Why five instead of one
It was tempting to write a single smart filter, maybe a moving average or a Kalman-style estimator, and call it done. I chose not to, at least for now. Each rule answers a different failure: the warmup handles radio settling, the staleness cutoff handles cached ghosts, the accuracy floor handles weak locks, the two-location rule handles the cold start, and the clamp handles the absurd outlier. When something does slip through, I can see exactly which guard to tighten, and tightening one does not quietly distort the others. With a single estimator, a launch spike would just mean nudging an opaque parameter and hoping.

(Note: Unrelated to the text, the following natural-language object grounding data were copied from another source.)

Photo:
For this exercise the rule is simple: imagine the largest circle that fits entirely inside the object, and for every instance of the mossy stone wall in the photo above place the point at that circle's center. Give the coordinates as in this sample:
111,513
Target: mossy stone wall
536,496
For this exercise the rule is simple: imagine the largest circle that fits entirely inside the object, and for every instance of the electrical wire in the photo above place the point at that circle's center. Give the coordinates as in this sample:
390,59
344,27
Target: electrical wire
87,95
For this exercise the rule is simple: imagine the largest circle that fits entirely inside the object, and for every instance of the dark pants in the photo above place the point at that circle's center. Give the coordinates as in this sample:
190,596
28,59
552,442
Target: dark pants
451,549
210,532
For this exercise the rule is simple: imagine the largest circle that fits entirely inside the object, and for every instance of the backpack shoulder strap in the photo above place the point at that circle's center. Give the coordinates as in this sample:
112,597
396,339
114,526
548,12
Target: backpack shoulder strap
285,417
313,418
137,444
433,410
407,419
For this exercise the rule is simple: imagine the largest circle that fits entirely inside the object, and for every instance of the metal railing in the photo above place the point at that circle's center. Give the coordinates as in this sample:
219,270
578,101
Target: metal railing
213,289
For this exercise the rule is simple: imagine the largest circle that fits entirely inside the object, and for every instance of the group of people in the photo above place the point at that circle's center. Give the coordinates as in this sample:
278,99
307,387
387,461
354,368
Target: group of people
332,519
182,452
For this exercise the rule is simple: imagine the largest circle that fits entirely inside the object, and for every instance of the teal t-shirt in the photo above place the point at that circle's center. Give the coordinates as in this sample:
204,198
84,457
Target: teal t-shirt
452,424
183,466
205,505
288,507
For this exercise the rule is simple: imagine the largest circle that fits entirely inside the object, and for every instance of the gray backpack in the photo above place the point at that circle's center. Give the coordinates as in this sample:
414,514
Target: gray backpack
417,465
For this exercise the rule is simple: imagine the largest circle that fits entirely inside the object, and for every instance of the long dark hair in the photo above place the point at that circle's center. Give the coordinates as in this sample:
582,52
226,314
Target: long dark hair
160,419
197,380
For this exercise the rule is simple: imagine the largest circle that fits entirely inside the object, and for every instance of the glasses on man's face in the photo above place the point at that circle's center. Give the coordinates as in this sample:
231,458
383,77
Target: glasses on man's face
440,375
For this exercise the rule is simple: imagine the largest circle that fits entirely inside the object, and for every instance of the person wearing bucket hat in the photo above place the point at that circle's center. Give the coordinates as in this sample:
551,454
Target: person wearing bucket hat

There is a deeper reason too. The smoothed data series in this app is, on purpose, not smoothed at all; it appends the raw accepted value so the digit responds instantly. That only works because the data reaching it has already been cleaned by rejection rather than by averaging. I would rather drop a suspicious reading than blend it into the truth.
The number that matters most is the first one, and the honest first number is zero.
That is the part I keep coming back to. A speedometer's credibility is set in its first couple of seconds. If it spikes on launch, every accurate reading afterward inherits the doubt. The quiet, unglamorous work of rejecting bad data, rather than smoothing over it, is what lets the digit climb from zero in a way you can trust.
Takeaways
- Treat the first GPS fixes as suspect; a fresh callback can carry a stale cached reading from a previous app.
- Prefer several small, independent guards over one opaque filter, so each failure mode has a name and a knob.
- A timestamp age check is your cheapest, strongest defense against ghost fixes; run it before any speed math.
- Have two ways to read speed: trust
location.speedwhen it is valid, recompute from distance over time when it is not, and clamp the physically impossible in both paths. - Filtering hard means sometimes having nothing left, so keep a sensor fallback underneath, and never let estimates touch your recorded max.
- Starting at zero and climbing honestly beats starting fast and being wrong.